İSTANBUL- Hasan Gülünay, 20 temmuz 1992 tarihinde İstanbul Tarabya'daki evinden Sirkeci'ye giderken gözaltına alınarak kaybedilir.

TANIĞA ÖLÜM TEHDİDİ

Tutulduğu Gayrettepe Terörle Mücadele Merkezi'nde işkenceli sorgudan geçirilirken, "Ben Hasan Gülünay, beni gözaltında kaybetmeye çalışıyorlar" diye bağırışına Erol Şam tanıklık eder. Şam tanıklığını açıklamasından sonra ölümle tehdit edilir.

Susurluk'la deşifre olan kontrgerilla yapılanmasının içinde yer alan, dönemin Emniyet Müdür Yardımcısı Hüseyin Kocadağ, kendisini telefonla arayan dönemin Çalışma Bakanı Mehmet Moğoltay'a "Yaralarının iyileşmesi için" beklettiklerini, sonra savcılığa sevk edeceklerini aktarır. Hasan Gülünay hiçbir zaman savcılığa çıkarılmaz. Çocuklarının yanına bir daha gidemez ve kendisinden bir daha haber alınamaz.

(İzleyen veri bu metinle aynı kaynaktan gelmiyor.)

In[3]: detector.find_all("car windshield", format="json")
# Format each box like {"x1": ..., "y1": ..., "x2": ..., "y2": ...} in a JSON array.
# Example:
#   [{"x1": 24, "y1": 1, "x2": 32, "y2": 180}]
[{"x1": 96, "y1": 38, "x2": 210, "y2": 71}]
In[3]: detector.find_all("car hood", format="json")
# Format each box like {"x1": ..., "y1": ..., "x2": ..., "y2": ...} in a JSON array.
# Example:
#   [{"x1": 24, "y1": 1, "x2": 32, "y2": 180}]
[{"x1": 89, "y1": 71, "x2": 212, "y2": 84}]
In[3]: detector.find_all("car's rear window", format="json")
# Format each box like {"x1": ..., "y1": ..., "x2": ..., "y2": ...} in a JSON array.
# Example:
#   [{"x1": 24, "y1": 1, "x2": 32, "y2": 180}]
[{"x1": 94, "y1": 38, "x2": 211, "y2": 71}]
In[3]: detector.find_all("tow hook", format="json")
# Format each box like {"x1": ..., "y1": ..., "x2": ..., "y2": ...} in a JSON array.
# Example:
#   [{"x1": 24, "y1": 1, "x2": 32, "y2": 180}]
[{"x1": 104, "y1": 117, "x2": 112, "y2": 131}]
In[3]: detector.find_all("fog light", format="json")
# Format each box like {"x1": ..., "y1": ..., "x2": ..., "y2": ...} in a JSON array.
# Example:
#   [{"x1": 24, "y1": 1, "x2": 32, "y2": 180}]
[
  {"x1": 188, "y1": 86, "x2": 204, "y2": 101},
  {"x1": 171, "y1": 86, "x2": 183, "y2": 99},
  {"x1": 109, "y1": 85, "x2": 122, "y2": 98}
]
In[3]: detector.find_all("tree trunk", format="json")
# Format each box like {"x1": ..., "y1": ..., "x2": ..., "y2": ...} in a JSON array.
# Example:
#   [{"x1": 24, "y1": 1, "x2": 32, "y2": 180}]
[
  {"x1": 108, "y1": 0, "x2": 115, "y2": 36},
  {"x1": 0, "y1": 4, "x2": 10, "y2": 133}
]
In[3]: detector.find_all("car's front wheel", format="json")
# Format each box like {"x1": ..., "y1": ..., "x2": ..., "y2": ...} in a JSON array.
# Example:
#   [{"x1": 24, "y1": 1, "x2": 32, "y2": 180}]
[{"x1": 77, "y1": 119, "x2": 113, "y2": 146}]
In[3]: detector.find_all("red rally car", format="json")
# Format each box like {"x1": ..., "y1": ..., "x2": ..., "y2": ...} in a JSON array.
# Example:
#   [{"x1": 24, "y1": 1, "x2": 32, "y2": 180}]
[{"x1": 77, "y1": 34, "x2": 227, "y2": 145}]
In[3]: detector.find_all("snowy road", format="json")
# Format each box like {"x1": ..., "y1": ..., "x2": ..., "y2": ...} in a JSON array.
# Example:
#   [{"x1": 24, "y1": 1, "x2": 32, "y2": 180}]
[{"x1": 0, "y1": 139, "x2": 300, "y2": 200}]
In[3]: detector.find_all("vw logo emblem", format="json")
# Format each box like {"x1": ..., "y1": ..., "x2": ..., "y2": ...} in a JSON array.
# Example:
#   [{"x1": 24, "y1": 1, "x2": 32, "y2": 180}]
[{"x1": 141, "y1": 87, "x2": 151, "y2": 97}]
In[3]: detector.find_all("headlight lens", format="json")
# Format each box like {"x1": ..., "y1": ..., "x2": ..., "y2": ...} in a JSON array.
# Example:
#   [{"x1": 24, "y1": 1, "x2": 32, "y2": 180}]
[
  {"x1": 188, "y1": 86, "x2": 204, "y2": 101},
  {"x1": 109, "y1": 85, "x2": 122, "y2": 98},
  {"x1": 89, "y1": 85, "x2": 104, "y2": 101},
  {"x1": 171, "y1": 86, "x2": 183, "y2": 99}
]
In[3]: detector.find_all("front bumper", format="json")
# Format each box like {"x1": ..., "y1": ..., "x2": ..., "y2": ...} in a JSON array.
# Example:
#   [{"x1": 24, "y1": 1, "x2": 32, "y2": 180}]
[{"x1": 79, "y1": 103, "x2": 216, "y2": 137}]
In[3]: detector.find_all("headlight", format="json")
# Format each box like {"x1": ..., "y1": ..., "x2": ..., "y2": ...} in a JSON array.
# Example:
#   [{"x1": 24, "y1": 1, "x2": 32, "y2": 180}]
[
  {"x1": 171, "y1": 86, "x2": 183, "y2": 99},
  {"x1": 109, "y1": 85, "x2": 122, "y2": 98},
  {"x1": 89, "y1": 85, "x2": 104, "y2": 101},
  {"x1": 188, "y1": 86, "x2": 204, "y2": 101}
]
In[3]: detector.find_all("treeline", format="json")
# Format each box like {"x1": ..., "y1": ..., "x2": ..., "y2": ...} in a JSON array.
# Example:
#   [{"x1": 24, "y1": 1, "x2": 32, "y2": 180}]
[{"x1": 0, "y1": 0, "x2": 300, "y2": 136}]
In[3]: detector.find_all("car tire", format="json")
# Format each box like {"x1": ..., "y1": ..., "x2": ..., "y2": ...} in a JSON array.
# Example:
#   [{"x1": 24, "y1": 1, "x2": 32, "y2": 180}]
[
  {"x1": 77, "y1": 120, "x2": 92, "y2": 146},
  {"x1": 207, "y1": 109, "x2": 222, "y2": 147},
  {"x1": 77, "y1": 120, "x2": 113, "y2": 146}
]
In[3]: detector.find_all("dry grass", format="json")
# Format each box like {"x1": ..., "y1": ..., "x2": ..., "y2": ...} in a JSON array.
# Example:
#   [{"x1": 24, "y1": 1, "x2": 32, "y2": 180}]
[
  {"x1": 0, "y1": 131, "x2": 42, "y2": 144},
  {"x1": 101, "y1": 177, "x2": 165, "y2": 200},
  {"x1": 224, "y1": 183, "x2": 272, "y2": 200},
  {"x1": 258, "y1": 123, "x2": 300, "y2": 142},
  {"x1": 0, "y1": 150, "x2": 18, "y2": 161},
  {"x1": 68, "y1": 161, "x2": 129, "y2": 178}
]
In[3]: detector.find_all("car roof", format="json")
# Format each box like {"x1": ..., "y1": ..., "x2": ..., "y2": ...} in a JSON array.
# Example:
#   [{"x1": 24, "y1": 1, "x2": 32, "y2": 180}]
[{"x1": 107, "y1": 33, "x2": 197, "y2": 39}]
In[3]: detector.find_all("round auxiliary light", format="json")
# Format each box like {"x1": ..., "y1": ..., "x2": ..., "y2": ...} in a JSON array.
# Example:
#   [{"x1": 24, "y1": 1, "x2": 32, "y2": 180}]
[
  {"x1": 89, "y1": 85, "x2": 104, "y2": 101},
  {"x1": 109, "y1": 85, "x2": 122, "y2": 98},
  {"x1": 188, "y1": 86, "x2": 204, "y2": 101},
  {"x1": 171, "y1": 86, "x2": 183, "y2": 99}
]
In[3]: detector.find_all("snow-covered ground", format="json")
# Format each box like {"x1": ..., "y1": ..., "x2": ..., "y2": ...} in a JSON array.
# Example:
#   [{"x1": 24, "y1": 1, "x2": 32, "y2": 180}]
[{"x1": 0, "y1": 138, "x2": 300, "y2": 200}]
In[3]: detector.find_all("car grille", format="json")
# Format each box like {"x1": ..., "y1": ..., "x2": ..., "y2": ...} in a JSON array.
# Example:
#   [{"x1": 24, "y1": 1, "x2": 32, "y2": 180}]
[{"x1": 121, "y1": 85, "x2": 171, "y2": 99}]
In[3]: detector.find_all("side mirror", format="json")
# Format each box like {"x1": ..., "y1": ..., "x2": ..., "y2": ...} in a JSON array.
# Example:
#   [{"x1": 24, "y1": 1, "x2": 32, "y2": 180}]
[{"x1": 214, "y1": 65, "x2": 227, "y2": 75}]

Eşi Birsen Gülünay 4 çocuğuyla birlikte çalmadık kapı bırakmaz.

GALATASARAY MEYDANI'NDA BÜYÜYEN 4 ÇOCUK

İnsan Hakları Derneği Gözaltında Kayıplara Karşı Komisyon adına basın metnini okuyan Oyuncu Nur Sürer, Hasan Gülünay'ın Galatasaray Meydanı'nda büyüyen çocuklarının anneleriyle birlikte Hasan'ı aramaya devam ettiğini belirtti.

Sürer, "Hasan Gülünay gözaltında kaybedildiğinde; Başbakan Süleyman Demirel'di, İçişleri Bakanı İsmet Sezgin'di, Emniyet Genel Müdürü Yılmaz Ergün'dü, İstanbul Emniyet Müdürü Necdet Menzir'di, İstanbul Valisi Hayri Kozakçıoğlu'du. Onların Hasan Gülünay'ın kaybedilmesinden sorumlu olduğunu bir kez daha hatırlatıyor ve yargılanmalarını istiyoruz" dedi.

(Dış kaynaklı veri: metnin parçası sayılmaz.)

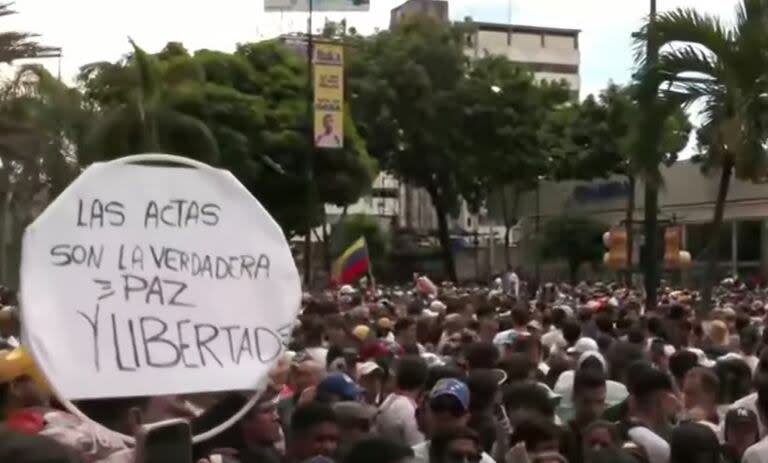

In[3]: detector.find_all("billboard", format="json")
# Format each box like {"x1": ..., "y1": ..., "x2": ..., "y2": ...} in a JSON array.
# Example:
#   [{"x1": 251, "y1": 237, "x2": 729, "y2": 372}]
[
  {"x1": 312, "y1": 42, "x2": 344, "y2": 149},
  {"x1": 264, "y1": 0, "x2": 371, "y2": 12}
]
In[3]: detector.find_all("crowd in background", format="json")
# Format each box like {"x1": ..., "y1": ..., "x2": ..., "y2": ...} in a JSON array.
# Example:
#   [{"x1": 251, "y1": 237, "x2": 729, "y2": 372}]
[{"x1": 0, "y1": 274, "x2": 768, "y2": 463}]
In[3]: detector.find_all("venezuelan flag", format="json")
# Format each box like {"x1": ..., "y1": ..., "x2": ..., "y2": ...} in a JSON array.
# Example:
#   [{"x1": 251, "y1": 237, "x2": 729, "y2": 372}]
[{"x1": 331, "y1": 238, "x2": 371, "y2": 285}]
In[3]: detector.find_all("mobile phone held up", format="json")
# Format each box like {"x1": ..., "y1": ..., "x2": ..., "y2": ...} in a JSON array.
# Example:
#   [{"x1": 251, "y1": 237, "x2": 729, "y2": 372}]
[{"x1": 136, "y1": 419, "x2": 193, "y2": 463}]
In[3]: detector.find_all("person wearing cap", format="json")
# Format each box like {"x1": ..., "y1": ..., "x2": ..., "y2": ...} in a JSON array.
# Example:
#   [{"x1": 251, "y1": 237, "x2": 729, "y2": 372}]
[
  {"x1": 376, "y1": 317, "x2": 395, "y2": 342},
  {"x1": 315, "y1": 372, "x2": 360, "y2": 403},
  {"x1": 376, "y1": 355, "x2": 428, "y2": 447},
  {"x1": 618, "y1": 364, "x2": 674, "y2": 463},
  {"x1": 333, "y1": 400, "x2": 377, "y2": 458},
  {"x1": 356, "y1": 360, "x2": 385, "y2": 406},
  {"x1": 413, "y1": 378, "x2": 494, "y2": 463},
  {"x1": 723, "y1": 407, "x2": 760, "y2": 463}
]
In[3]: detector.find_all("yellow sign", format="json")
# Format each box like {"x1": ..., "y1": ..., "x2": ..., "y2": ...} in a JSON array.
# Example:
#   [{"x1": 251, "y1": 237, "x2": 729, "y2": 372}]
[{"x1": 312, "y1": 43, "x2": 344, "y2": 148}]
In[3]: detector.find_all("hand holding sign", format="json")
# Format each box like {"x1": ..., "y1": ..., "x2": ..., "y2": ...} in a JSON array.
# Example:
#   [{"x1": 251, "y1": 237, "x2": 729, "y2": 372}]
[{"x1": 21, "y1": 155, "x2": 301, "y2": 436}]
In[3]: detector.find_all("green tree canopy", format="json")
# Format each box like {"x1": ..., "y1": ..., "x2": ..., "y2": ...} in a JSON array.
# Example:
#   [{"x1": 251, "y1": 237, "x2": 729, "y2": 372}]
[{"x1": 539, "y1": 216, "x2": 605, "y2": 281}]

Eylemde söz alan Hasan Gülünay'ın ağabeyi Zeki Eği ise, 19 yıldır kardeşini aradıklarını ancak yetkililerden bir yanıt alamadıklarını ifade eti. Eği, 19 yıl önce yaşanan gözaltında kaybetme, sindirme politikasının bugün de tutuklamalarla devam ettiğini belirtti.

Cumartesi Anneleri ayrıca Çemişkezek'te toplu mezarda bulunan kardeşinin mezarının açılması için 43 gündür açlık grevinde olan Hüsnü Yıldız'ın yanında olduklarını açıkladılar.